1. I think this paper “probabilistic logic learning” introduces approaches about how
can we combine logic, probability and learning. More precisely, this is overview
of the approaches combining knowledge representation framework such as first
order logic, inference method such as in Bayesian network or Hidden Markov
model, and machine learning.
In the past few years, there have been some attempts to solve the problem of
probabilistic logic learning. Author says this state-of-art.

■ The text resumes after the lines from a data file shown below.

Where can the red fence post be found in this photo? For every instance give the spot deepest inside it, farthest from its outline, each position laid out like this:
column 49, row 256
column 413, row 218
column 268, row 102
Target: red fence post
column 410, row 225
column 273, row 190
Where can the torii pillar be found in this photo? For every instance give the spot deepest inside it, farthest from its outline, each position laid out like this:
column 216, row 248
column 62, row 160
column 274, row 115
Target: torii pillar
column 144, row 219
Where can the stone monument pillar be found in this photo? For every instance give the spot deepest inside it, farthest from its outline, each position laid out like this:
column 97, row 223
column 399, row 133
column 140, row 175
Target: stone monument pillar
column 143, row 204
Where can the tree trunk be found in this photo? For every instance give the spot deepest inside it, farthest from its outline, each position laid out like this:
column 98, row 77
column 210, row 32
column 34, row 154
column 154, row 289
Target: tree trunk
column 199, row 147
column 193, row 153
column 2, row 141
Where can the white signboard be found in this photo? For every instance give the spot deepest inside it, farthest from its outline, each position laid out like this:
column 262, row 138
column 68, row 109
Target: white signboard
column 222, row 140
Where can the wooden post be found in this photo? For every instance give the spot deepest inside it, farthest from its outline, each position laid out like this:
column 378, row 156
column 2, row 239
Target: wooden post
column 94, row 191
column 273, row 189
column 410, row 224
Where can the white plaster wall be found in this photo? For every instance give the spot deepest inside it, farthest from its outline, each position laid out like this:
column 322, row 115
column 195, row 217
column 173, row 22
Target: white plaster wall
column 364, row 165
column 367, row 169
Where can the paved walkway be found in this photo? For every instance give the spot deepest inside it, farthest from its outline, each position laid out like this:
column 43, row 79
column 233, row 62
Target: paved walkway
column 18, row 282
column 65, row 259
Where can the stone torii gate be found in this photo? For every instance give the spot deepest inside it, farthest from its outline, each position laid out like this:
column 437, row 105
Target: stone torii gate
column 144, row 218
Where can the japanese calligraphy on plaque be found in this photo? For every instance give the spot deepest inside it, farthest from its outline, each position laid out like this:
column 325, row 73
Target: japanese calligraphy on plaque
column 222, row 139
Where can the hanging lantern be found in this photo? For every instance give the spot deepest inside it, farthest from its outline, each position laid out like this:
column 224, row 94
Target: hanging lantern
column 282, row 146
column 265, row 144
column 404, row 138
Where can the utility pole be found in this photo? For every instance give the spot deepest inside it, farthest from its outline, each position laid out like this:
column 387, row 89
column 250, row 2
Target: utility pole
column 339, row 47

First, they split the type of logical view into a model theory and proof theory. In
a model theoretic view, a logic program restricts the set of possible worlds, it is
so-called interpretation. And in a proof theoretic view, a logic program can be
used to prove the goal is logically entailed by the program, it is so-called
resolution.
Second, formalism about defining probabilities on each logical view is
introduced. There are Bayesian network which can describe the conditional
probability distribution. Another is stochastic context free grammar which can
define probability on derivation.
Third, approaches that combine probabilistic reasoning and logical
representation. There are some approaches about upgrading Bayesian network
for model theoretic view. But this has problems about Bayesian network’s
virtual. The first is guaranteeing acyclic requirement. This causes high
computational cost. And the second is arbitrarily random variable problem which
is so complicated. This is solved by introducing combination rule and aggregate
function. Peter Haddawy’s approach is first, and later he with Ngo use
combination rule to solve the second problem (Probabilistic-logic program). And
Bayesian logic programs which have a minimal set of primitives. And last are
probabilistic relational models. This use the database’s entity relational model
this is efficient to learn and solve acyclic requirement problem.
and PRIMSs and stochastic logic program is introduced for proof. SLPs are a
upgrading the stochastic context free grammar. There is a problem about
missing values so normalization is needed. But in PRISMs, labeling to facts will
solve this problem. Differences this approaches from before are stress more on
probabilistic than logical inference.
Above two is expressive but not efficient. So, intermediate representations will
be used. Markov model is a finite state automaton. There are relational Markov
models which don’t allow variables and unification. And Logical Hidden Markov
models which do allow. Hidden tree Markov models can define over spaces of
2. trees and graph.
Learning probabilistic logics is the process which one adapts probabilistic model
we describe above chapter on the basis of data. The distinction between
Learning from interpretation and learning from entailment is useful in inductive
logic programming perspective.
There are two tasks for learning, parameter estimation problem and structure
learning. Using the likelihood of the data, one can estimate the parameters.
There are EM-algorithm which is famous for using iteration and converge. In
the parameter estimation, there is Bayesian network parameter estimation
method which is discussed in Heckerman’s tutorial. And Cussen introduce the
failure-adjusted maximization which fixing the logical part but learn the
parameters.
The structure learning, in satisfying the cover criterion and scoring function, is
find the optimal hypothesis. This is considered as applying refinement operators
on the program. This can add or delete some structures.
In Bayesian network, a proposition is that. In Probabilistic relational model
aggregate literals can be added or deleted. In Bayesian logic programs, similar
to ILP, but has problem about Bayesian network’s violation. And in stochastic
logic program, regular clauses can be applied by the operator. there are
variables, Muggleton’s two-phase approaches and integrating both phase for
single predicate learning. And the last is logical and relational Markov models
which is about transitions between the abstract states.
I think this paper is about integrated various concepts and comparisons in many
approaches. And some materials in this course are somewhat a part of this
integrated concept “Probabilistic Logic Learning”. So, there is explanation about
relationships between works in this paper, For example, probabilistic relational
models (PRMs) is explained in first order probabilistic logics chapter. PRMs use
entity relationship model instead of definite clause logic. This allows multiple
attributes in information storing and dependency at attribute level.
Inductive logic programming which is implemented application CIGOL, Golem
or Progol. I think Probabilistic logic learning is extended version of inductive
logic programming with probabilistic method. The important approaches are
learning Bayesian network, stochastic logic programs and Markov models.
These all involve probabilistic structure in interpretation, proof and trace. So, in
using this structure in ILP way, they can learn examples more close to real
world.
3. This paper is well written and has explicit assumptions about the boundaries of
this introductory survey. And I think this research field is important because this
is question about how can we solve the difficulties about real world learning (or
data mining) which concerns so complicated data.
But there are some portions that need more detail explanation which I don’t
understand thoroughly, The stochastic logic program and PRISMs part. I still
don’t get the way how the value 0.624 comes from. And I feel somewhat
inconvenience to reference many reference materials.